There is no denying the connection between radical imams and terrorist acts. Nor should anyone look away from the fact that too many European Muslims flatly reject the norms of their host countries, sometimes in ways that are criminal: honor killings, child brides and the like.

Yet banning minarets does nothing to address that fear. It merely makes it less likely that the average Swiss will be confronted by a visible symbol of Islam upon his skyline. Thus, even as a symbolic gesture, it seems to encourage a head-in-the-sand approach toward the 5% of Swiss who are Muslim. In much of Europe, this is the norm anyway, the result of political correctness and cowardice.

Rather than being a blow against that attitude, Sunday’s vote seems only to reinforce it.
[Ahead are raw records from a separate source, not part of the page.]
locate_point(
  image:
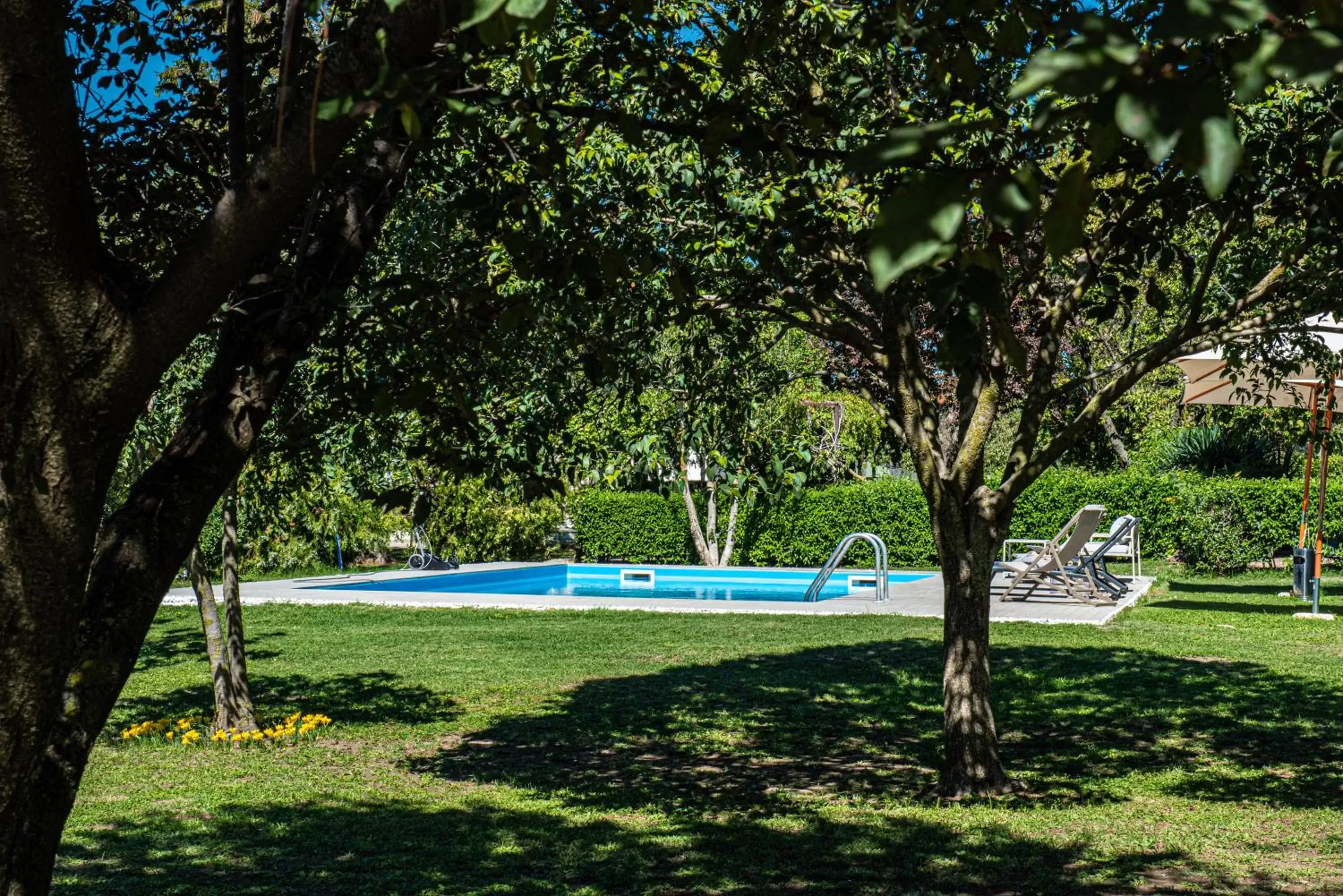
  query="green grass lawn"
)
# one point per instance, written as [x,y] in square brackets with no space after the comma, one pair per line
[1193,746]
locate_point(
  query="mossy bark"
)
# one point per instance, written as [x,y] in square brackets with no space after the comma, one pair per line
[967,539]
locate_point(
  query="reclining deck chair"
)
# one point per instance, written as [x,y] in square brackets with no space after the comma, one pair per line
[1121,542]
[1056,567]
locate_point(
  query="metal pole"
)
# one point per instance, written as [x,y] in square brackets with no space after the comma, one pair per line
[1325,480]
[1310,456]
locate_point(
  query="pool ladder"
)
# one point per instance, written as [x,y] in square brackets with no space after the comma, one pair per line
[879,547]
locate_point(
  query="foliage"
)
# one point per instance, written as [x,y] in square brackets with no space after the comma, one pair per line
[641,527]
[1216,525]
[476,522]
[554,753]
[1209,451]
[804,530]
[296,529]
I don’t think it’s a head-in-the-sand approach, I think it’s a minimalist approach: They know they’re discriminating, and in order to reconcile that as best they can with Enlightenment values, they’re going to discriminate as little and as cosmetically as possible. (Needless to say, the referendum would be grossly unconstitutional in the U.S.) LauraW and DrewM make the point at Ace’s site that this is, to some extent, a populist reaction to European bureaucrats papering over cultural differences with Muslims for fear of giving offense, but I wonder what the Swiss are looking for in concrete terms. Muslim emigration from Switzerland? If that happens, neighboring countries will move quickly to enact bans of their own. What if the Muslim population of Switzerland continues to rise? Would that warrant a ban on new mosques, or something worse? And what if jihadis decide to target Switzerland now? Does that warrant extending the ban or repealing it in fear? A lot of players are suddenly in motion here, and it’s hard to imagine a scenario in which the discrimination doesn’t gradually get much worse.

Exit question: If you’re going to make a move like this, why not at least tie it to the sort of discrimination non-Muslims routinely experience in the Muslim world? E.g., “One new minaret will be permitted for every church built in Saudi Arabia”? At least that way the scrutiny is shared.